The parameters are as following:

  • URL : JDBC connection string build previously
  • table : Target table name
  • mode : overwrite or append
  • Properties : the connection details which includes the username, password and the driver details.
def writeToSQLDB(df, epochId):
  df.write.jdbc(url=jdbcUrl, table="rates", mode="append", properties=connectionProperties)

Start the structured streaming process of a type RateStreamSource. RateStreamSource is a streaming source that generates consecutive numbers with timestamp that can be useful for testing and PoCs.

The options available are:

Name Default Value Description
numPartitions (default parallelism) Number of partitions to use
rampUpTime 0 (seconds)
rowsPerSecond 1 Number of rows to generate per second (has to be greater than 0)

This will generate a dataframe with this structure:

Name Type
timestamp TimestampType
value LongType

Here's a good source of information : https://jaceklaskowski.gitbooks.io/spark-structured-streaming/spark-sql-streaming-RateStreamSource.html

# Prepare streaming source; this could be Kafka, Kinesis, or a simple rate stream.
df = spark.readStream \
  .format("rate") \
  .option("rowsPerSecond", "100000") \
  .option("numPartitions", "16") \
  .load()

Write in a foreachBatch

Write the df as part of the structured streaming.

foreachBatch(...) allows you to specify a function that is executed on the output data of every micro-batch of a streaming query.
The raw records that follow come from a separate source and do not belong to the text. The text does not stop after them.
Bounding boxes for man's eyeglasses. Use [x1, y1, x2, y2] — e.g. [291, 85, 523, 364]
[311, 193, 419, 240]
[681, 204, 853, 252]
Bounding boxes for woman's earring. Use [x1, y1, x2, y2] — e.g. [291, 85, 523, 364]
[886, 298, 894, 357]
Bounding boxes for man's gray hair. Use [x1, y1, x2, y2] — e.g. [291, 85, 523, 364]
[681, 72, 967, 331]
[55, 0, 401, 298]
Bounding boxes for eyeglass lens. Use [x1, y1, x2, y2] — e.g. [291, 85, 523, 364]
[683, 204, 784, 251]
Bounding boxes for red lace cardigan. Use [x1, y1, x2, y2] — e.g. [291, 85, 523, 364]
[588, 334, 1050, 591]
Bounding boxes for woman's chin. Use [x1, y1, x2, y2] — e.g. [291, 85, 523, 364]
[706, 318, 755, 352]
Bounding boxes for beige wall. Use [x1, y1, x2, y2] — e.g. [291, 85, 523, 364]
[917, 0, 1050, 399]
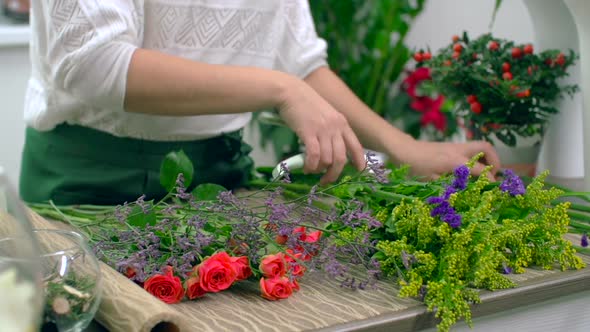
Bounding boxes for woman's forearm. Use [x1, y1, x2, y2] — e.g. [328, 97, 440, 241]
[125, 49, 295, 116]
[305, 67, 413, 163]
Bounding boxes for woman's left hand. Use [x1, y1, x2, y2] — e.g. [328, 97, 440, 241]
[394, 140, 501, 180]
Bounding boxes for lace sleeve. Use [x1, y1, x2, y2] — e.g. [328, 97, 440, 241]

Since Spark 2.4, this is supported in Scala, Java and Python. It takes two parameters: a DataFrame or Dataset that has the output data of a micro-batch and the unique ID of the micro-batch.

See documentation on this : https://spark.apache.org/docs/latest/structured-streaming-programming-guide.html#foreachbatch

In our example, we use the writeToSQLDB function we wrote above which executes for each structured streaming batch

df.writeStream \
    .foreachBatch(writeToSQLDB) \
    .outputMode("update") \
    .start()

# Apply some transformations to the data then use
# Structured Streaming API to continuously write the data to a table in SQL DW.

df.writeStream \
  .foreachBatch(writeToSQLDB) \
  .outputMode("update") \
  .start()